Morrama has designed a range of sex toys – including a pink, “rabbit-esque” product called Two Good – for Toy Projects.

Industrial design studio Morrama has crafted a range of vibrators for sexual wellness brand Toy Projects, which aim to please a variety of intimate preferences.

The three products have been designed with insight from female consumers, and include a reinterpretation of a classic lipstick vibrator as well as an all over massager.


Toy Projects was founded in 2020, with the aim of inspiring “forward-thinking sexual wellbeing”. While these are its first sex toys, the brand also sells candles and T-shirts.

“With most women masturbating about once a week, we wanted to create a product that they don’t hide away,” says Toy Projects co-founder Nick Moynihan. The company was also drawn to Morrama given the studio’s mix of male, female and LGBTQ designers, explains Moynihan.


Designed to “elevate intimate culture”




Three products have been designed for the launch. On Point is inspired by the shape of lipstick vibrators and features a “soft but precise tip” which helps to channel vibrations accurately, says the London-based design consultancy.

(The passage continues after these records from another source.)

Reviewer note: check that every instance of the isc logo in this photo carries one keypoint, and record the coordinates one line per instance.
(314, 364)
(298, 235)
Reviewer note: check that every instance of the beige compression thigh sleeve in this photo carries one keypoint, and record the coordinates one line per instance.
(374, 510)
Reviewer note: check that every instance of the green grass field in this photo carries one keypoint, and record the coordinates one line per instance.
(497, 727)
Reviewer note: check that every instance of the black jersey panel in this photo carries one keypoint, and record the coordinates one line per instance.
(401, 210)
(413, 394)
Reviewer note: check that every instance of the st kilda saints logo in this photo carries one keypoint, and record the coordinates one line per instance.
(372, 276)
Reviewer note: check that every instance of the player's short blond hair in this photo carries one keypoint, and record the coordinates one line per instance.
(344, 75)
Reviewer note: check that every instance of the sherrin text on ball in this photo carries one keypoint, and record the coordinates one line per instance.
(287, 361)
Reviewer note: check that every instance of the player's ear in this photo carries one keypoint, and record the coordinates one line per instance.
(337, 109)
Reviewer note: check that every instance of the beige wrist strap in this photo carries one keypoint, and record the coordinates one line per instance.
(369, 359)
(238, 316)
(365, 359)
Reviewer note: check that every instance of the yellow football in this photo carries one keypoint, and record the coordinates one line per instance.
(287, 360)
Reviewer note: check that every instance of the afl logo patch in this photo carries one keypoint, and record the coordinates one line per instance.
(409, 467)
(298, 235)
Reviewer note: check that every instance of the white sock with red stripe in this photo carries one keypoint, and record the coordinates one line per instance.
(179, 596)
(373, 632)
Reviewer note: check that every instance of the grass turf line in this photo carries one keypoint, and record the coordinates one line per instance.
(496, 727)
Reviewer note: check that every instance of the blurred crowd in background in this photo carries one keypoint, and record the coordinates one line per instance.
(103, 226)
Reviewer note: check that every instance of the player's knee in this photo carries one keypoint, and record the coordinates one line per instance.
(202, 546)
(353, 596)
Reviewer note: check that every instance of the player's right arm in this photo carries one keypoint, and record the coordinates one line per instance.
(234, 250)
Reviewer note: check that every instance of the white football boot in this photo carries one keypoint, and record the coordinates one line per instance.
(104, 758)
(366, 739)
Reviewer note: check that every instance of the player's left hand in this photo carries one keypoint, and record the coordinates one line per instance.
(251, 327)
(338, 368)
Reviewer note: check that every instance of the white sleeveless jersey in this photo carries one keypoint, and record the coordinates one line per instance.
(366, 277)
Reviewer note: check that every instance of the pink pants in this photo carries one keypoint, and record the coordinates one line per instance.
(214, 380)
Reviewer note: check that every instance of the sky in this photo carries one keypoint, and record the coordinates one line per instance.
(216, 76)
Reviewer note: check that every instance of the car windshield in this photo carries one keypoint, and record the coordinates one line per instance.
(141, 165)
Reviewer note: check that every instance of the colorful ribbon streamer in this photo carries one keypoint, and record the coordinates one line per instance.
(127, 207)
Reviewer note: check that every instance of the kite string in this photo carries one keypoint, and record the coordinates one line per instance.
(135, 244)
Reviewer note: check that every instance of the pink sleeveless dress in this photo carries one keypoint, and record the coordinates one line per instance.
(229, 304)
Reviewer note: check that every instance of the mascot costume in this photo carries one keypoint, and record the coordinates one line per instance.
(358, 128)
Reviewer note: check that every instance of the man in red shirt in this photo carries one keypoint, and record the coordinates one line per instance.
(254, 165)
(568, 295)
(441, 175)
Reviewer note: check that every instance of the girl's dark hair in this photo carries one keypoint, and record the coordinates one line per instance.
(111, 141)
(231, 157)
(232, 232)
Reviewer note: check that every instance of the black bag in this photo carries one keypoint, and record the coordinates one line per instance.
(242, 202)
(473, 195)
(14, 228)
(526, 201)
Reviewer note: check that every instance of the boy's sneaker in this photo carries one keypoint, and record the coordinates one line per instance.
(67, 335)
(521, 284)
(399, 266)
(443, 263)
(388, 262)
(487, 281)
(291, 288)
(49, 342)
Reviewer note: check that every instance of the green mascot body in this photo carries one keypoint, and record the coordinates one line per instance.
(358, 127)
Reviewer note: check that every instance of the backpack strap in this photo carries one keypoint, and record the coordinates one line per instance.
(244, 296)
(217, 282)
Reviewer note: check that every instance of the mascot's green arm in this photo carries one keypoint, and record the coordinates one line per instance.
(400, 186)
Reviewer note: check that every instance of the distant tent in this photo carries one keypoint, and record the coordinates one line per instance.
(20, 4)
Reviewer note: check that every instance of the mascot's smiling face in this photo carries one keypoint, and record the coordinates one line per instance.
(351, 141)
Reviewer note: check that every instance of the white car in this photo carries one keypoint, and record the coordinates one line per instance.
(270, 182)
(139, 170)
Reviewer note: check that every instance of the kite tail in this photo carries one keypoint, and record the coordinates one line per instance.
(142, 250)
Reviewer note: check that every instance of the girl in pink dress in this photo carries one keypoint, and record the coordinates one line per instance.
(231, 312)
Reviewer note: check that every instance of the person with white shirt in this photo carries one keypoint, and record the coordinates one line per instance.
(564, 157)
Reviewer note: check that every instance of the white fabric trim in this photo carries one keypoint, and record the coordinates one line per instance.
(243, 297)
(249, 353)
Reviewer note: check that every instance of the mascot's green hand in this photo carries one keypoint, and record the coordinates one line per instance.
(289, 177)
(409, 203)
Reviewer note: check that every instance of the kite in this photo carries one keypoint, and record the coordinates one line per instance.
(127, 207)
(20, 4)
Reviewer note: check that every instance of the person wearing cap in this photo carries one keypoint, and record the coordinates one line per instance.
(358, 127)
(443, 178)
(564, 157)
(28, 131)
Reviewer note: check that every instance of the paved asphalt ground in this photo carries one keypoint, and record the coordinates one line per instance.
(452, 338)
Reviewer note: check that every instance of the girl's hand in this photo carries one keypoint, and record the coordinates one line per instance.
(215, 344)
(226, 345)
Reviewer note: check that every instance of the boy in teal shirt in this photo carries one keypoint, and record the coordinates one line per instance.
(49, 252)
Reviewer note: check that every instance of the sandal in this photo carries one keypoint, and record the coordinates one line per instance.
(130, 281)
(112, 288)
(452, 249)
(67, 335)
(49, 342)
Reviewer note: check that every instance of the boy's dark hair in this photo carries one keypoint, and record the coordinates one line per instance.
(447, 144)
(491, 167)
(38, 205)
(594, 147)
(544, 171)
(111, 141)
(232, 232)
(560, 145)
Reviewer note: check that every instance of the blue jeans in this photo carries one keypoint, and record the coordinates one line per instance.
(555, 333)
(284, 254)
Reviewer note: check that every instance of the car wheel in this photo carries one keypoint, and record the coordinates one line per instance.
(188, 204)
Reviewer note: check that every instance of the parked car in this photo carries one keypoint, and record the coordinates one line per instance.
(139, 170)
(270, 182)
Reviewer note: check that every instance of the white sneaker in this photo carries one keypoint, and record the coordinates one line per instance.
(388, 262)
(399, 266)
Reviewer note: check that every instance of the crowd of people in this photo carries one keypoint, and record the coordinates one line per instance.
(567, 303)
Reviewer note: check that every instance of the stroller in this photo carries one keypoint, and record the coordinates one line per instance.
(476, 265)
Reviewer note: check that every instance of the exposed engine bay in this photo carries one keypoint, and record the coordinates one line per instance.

Come Round – described as the “all rounder” – features a “softer phallic form”, which is suitable for all over massaging, according to the designers. The most unusually-shaped of the three is Two Good. This “rabbit-esque” design has inspired by the “feeling of touching yourself with two fingers”, explains Morrama.


The three toys were all sculpted in clay before being translated into 3D CAD data for manufacturing. Clay was chosen because it “works perfectly with the softness of the medical grade liquid silicone”, says the team. The results of the clay-making process can be seen in the “smooth forms of the final designs”, adds Morrama.

The toys, which can be used in the bath and shower, are available in lavender, pink and pale blue. Having incorporated these “Instagrammable” looks, the team hopes that the products “inspire people to shift their thinking about pleasure and spark more open conversations”.

“Working as a team and sharing our understanding of pleasure really helped us to design a product that supports Toy Projects’ mission to elevate intimate culture,” says Morrama founder and creative director Jo Barnard.


“We are confident that we have created a design to suit everyone whilst keeping a beautiful visual style and personality across the range,” she adds.

Sex toys have been a popular focus for designers in recent years. SeymourPowell developed an “adaptable sex toy” for vibrator brand MysteryVibe in 2016, for example. Design Week also spoke to Lora DiCarlo, whose sex tech products aim to mimic human touch.